表題番号:2013A-820 日付:2014/03/08
研究課題リーマン後の新たなタイプの金融危機に対応する包括的金融法制の検討
研究者所属(当時) 資格 氏名
(代表者) 法学学術院 教授 岩原 紳作
研究成果概要
本研究は、2008年のリーマン・ブラザースの破綻をきっかけとする世界的な金融危機の反省に立って、新たな包括的金融規制の在り方を探るものである。具体的には以下のような研究成果を挙げた。
 リーマン危機が発生した原因や危機が拡大したメカニズム等につき、経済学や金融論における研究をフォローし、それらの専門家である慶応大学の池尾和人教授や日本総研の翁百合理事等と研究交流を行った。その結果、この危機の背後には、経済のグローバル化の進展、それに伴う新興国の発展と先進国経済の低迷、国際的な経常収支のアンバランスとそれに伴う世界的な過剰流動性の発生、証券化や市場型金融等の新たな金融手法や金融の在り方の進展に法制整備が十分に対応できなかったこと、等の根本的問題があることを明らかにすることができた。
 世界的にはG20の合意に基づきFSB(金融安定理事会)が、「金融機関の実効的な破綻処理の枠組みの主要な特性」という各国の立法指針の文書を策定する等、国際的な金融危機対応の制度作りが進んでいる。本研究においてはこれらの動きをフォローし、我が国における具体的な法制整備の在り方を提示した。
 このような国際的な動きを踏まえ、新たなタイプの金融危機に対応するために、アメリカがドッド・フランク法を立法したのを始め、世界各国で立法がされている。本助成の受給者は、すでにドッド・フランク法を研究して論文を発表していた(岩原紳作「金融危機と金融規制ーーアメリカのドッド・フランク法を中心に」『前田重行先生古期記念・企業法・金融法の新潮流』(商事法務、2013年)393-425頁)。しかしその段階ではドッド・フランク法に基づく規則等はまだ十分に制定されておらず、同法の具体的内容は固まっていなかった。本研究においては最近制定された同法の規則等を研究し、その他、イギリス、ドイツ等の立法も研究して、この問題に対する世界の最新の立法状況を明らかにし、そこから我が国における立法のあるべき姿を検討した。ドッド・フランク法については、同法のToo Big To Fail の問題に対する規制はあまり有効でないが、デリバティブやヘッジ・ファンドに関する規制等は、批判はあるが我が国の参考になりうること等を示すことができた。
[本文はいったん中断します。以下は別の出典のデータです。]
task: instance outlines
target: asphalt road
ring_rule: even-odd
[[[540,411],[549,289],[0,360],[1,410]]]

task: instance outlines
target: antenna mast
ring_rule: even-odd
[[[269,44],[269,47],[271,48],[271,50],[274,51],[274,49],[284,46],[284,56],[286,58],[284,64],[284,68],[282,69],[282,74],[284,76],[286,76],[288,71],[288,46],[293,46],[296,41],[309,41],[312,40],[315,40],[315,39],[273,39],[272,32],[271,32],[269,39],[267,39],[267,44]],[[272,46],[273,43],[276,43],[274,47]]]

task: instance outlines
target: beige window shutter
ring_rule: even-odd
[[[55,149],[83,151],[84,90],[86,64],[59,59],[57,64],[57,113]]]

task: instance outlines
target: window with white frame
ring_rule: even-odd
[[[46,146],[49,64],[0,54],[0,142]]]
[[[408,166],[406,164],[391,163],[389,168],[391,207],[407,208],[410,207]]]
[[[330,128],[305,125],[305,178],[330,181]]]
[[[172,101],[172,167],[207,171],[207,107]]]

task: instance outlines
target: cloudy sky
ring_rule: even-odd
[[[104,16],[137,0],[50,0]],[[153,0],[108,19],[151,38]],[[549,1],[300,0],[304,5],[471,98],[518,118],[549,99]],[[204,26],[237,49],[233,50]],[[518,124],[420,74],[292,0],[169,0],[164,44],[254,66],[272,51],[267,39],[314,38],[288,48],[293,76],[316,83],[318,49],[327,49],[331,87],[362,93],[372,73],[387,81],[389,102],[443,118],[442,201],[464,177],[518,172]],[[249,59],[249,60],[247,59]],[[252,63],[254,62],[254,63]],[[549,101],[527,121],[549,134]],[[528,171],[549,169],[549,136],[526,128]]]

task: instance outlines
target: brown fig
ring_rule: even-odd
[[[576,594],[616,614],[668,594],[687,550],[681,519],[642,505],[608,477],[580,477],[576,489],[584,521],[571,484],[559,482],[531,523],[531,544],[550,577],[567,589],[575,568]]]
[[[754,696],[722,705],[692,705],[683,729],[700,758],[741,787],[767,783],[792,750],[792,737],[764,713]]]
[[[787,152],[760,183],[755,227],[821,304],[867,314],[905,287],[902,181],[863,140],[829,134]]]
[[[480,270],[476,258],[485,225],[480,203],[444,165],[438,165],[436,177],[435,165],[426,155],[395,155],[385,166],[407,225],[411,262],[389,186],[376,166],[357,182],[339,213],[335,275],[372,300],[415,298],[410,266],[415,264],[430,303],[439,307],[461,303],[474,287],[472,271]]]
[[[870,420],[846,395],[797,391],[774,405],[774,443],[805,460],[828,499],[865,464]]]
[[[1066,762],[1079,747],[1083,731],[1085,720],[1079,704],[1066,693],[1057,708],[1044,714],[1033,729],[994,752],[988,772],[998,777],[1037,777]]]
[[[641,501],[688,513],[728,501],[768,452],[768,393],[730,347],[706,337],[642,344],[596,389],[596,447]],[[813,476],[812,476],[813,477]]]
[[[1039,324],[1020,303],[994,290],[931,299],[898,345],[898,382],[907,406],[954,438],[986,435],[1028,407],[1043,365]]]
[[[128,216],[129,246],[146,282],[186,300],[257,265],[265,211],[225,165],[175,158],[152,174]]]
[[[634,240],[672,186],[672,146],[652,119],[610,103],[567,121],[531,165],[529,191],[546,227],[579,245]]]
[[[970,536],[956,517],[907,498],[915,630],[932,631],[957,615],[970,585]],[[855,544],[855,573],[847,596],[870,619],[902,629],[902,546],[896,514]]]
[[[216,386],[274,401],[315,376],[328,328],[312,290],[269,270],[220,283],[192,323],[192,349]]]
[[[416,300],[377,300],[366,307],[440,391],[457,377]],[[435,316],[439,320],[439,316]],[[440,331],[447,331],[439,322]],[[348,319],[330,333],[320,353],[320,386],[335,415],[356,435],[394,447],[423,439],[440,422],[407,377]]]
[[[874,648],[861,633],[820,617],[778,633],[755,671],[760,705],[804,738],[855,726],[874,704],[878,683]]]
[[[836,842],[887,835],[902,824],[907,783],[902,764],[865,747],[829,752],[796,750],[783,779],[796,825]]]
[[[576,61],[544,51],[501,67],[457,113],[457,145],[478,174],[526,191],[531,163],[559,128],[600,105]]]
 我が国においても平成25年の預金保険法・銀行法等の改正により、新たなタイプの金融危機に対する一定の対応がなされた。本研究においてはこの法改正の意義と将来に残された課題の研究を行った。具体的には、銀行に限らず幅広い金融機関をカバーする金融危機を生じさせかねない金融機関の破綻の危機に対する予防や事後処理につき、公的資金の投入を含めた措置を定めたこと等は評価される一方、このスキームの対象にノンバンクやファンド等が含まれていないこと、新たな市場型金融の担い手の健全性確保のための手当が不十分であることが、ドッド・フランク法等に比べても問題を残していること等を明らかにし、今後の立法課題を提示することができた。